El jueves pasado el Papa Benedicto XVI pronunció un discurso en el Parlamento Alemán. Lejos de ser un discurso cargado de reclamos, el Papa lo que hizo fue reflexionar sobre los fundamentos del Estado de Derecho Liberal, relanzando el valor de la política y de los criterios que se deben tener a la hora de legislar.
Comienza sus reflexiones citando un pasaje bíblico en el cual el Señor concede avanzar con un pedido al joven Rey Salomón con motivo de su coronación. El Señor le dice: “Pide lo que quieras que yo te lo daré”. El joven rey no pidió éxito, no pidió cargos para sus amigos, para sus correligionarios…El joven Rey Salomón respondió al Señor diciendo: “Da, pues, a tu siervo un corazón dócil para juzgar a tu pueblo, y para discernir entre lo bueno y lo malo…”
Se aproxima un año netamente político en el Paraguay; en todos los rincones del país, los líderes discuten qué espacio de poder tendrán, a quién apoyarán. Me parece verdaderamente oportuno este discurso del Papa, también para nosotros los laicos, porque… ¿a quién elegiremos? O mejor dicho ¿Qué criterio utilizaremos al votar?
El Paraguay, en este momento en el cual el relativismo en el mundo utiliza toda su fuerza para dominarlo, necesita de hombres que pidan humildemente “tener un corazón dócil…” Nuestros políticos deben ser, como justamente dice el Papa, políticos que sirvan al derecho y combatan la injusticia. Políticos que no solamente utilicen el criterio de la mayoría para legislar, sino que sean capaces de proponer un camino para construir un país más justo para todos.

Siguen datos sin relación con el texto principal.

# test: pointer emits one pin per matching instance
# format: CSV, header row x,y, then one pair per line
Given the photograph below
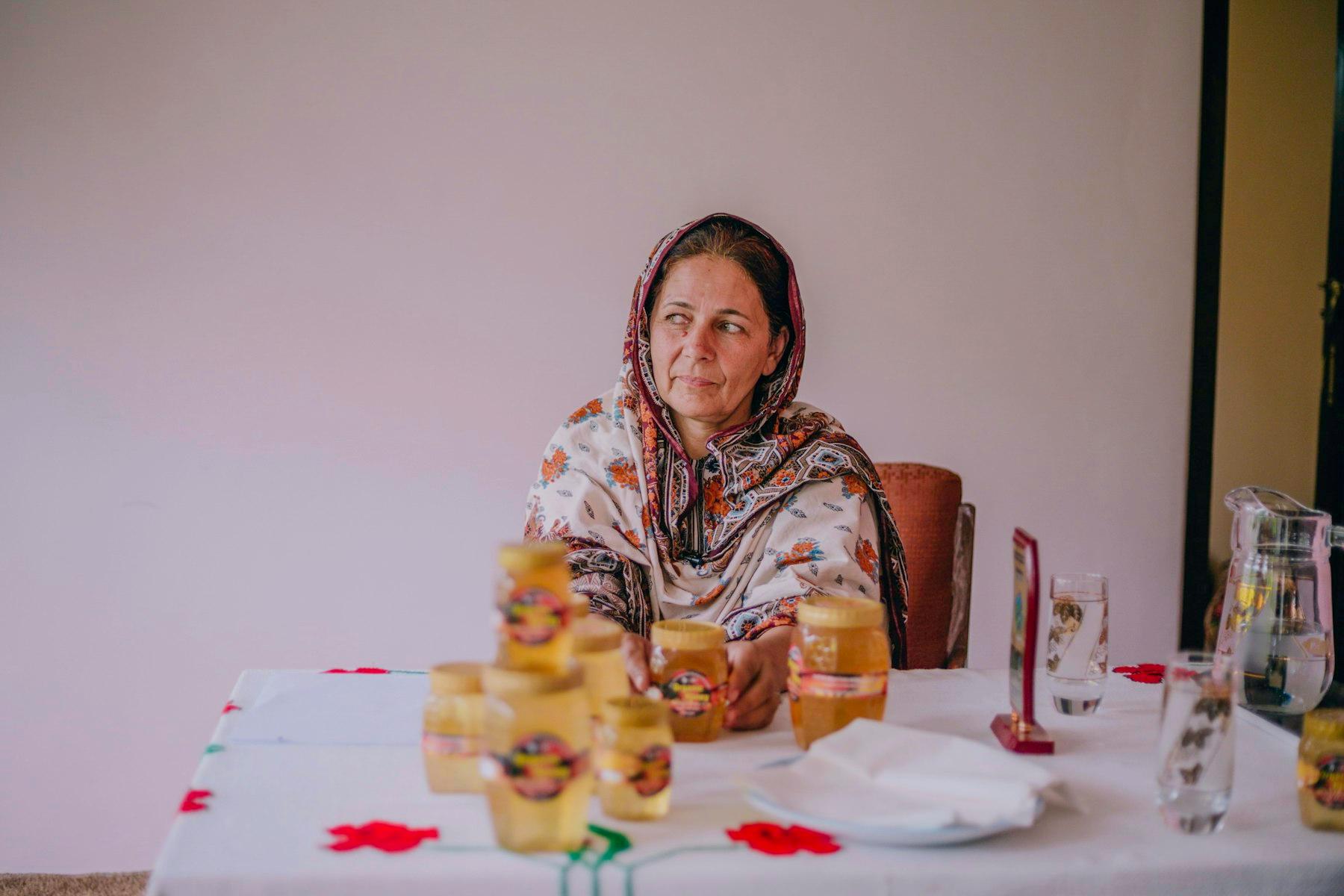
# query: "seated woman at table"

El Papa Benedicto XVI lanzó un gran desafío a los parlamentarios alemanes, y quisiera trasladar también este desafío a nuestros políticos. Si el Señor les concediera avanzar con un pedido ¿Qué pedirían? En última instancia como dice el Papa si son verdaderos hombres desearían también un corazón dócil.
Sugiero la lectura de este discurso a políticos y no políticos, de manera que todos podamos ser ayudados a entender que significa hacer política.